France, Marseille. Un enseignant dépressif qui n’enseignait plus depuis 5 ans s’est donné la mort par pendaison dans sa cellule des Baumettes. Il avait été interpellé il y a peu pour avoir crevé les pneus d’un véhicule à sept ou huit reprises dans des conditions relativement obscures, qui ont motivé de prévoir une expertise psychiatrique. Le jour de l’audience, précise le quotidien La Marseillaise, son avocate avait mis en garde le tribunal sur les risques de suicide, ce qui avait suscité une vive réaction de la présidente qui avait fait observer qu’elle ne pouvait “admettre un chantage au suicide”. Pourtant divers signes auraient pu alerter l’administration sur la véracité de ce risque puisqu’après avoir quitté le box, le suspect s’était jeté violemment contre une cloison et avait dû être admis à l’hôpital Nord.
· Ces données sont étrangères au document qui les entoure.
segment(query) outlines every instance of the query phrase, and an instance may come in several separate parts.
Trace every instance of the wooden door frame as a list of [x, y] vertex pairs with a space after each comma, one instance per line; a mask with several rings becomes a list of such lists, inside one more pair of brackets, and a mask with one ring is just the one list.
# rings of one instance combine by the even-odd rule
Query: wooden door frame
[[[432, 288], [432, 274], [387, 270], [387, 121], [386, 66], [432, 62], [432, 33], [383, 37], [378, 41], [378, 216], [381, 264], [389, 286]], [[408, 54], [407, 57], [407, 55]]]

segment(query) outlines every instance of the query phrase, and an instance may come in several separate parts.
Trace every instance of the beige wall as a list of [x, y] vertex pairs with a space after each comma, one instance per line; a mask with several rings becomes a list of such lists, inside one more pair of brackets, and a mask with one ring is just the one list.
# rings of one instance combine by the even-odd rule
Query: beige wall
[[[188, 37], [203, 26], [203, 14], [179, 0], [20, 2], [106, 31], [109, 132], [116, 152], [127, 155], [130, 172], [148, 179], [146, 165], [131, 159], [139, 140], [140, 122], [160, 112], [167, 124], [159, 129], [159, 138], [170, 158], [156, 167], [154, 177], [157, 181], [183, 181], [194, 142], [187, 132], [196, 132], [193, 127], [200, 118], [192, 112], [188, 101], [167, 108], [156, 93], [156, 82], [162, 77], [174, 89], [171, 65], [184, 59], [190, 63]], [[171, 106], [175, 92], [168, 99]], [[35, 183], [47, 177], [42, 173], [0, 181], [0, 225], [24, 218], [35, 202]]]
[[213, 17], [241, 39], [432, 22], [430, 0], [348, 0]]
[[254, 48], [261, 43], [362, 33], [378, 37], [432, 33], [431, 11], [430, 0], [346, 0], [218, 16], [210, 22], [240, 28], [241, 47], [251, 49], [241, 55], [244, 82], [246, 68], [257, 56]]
L’homme s’était ensuite tailladé les avant-bras en prison. Le prévenu avait été examiné par un médecin psychiatre qui avait estimé qu’il serait préférable qu’il reste hospitalisé et, une fois le transfert en prison réalisé, un responsable de la détention aurait adressé un mail d’alerte à sa hiérarchie. Son codétenu aurait lui aussi affirmé qu’il allait passer à l’acte. Le père de la victime a déposé plainte. Il pointe aujourd’hui “une série d’incompétences”. Une enquête sur les “causes de la mort” est en cours, incluant les qualifications de “non-assistance à personne en danger” et d'”homicide involontaire par imprudence”.